Most recently, the platform was boosted by the introduction of shopper and personal loans, digital life insurance, and a donation function, which allows people to donate to charities within a single platform. The app, which is available for download across the country, has been downloaded 6 million times by August 2020, with more than US$9 billion in transactions facilitated.

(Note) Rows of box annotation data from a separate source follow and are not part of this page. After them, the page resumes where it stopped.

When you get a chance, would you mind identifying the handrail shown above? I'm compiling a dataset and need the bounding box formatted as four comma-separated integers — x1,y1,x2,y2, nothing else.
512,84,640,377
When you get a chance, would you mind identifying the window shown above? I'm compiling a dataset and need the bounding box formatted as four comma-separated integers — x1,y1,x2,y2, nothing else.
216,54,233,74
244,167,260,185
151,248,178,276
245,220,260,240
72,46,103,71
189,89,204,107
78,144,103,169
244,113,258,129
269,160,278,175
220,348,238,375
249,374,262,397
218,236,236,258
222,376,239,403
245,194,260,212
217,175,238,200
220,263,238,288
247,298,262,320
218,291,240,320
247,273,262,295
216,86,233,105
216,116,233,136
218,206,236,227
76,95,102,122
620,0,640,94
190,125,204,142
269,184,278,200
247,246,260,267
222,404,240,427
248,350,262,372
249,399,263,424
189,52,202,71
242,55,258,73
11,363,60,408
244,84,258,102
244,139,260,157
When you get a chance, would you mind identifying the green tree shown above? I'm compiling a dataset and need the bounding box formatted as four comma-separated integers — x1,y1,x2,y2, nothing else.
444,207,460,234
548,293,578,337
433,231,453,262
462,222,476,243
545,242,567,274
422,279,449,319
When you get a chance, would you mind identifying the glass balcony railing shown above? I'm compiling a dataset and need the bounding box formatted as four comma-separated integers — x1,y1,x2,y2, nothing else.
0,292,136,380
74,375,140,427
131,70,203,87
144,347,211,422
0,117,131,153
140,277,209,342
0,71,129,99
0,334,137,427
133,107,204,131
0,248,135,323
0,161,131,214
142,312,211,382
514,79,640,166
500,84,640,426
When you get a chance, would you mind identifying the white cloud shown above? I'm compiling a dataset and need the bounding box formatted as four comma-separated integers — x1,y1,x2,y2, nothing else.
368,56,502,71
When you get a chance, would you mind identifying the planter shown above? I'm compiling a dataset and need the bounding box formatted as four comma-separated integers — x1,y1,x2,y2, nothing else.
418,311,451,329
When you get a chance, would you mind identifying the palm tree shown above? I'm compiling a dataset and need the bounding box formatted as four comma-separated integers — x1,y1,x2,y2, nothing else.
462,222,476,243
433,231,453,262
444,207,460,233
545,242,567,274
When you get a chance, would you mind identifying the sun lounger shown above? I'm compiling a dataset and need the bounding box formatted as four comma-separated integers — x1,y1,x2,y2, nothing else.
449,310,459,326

=== COVID-19 relief contributions ===
In March 2020, KBZ Bank donated nearly US$1 million to Myanmar's health ministry to combat COVID-19. The bank also donated 600,000 surgical masks and 3,000 other sets of PPE. The bank increased the supply of bank notes by tenfold in all of its 500 branches and 2,200 ATMs, while also doubling withdrawal limits for its customers. To ease the financial impact of COVID-19 on businesses and households, financial relief programs were also established, including rescheduling repayments for mortgages, reducing interest rates on loans in-line with Central Bank recommendations and tailoring loans for specific groups, such as rural farmers.

=== 2021 protests ===

In the aftermath of the 2021 Myanmar coup d'état, civil resistance efforts emerged in the country. On 8 February, Kanbawza Bank temporarily closed its branches due to staff shortages resulting from KBZ staff participating in the civil disobedience campaign.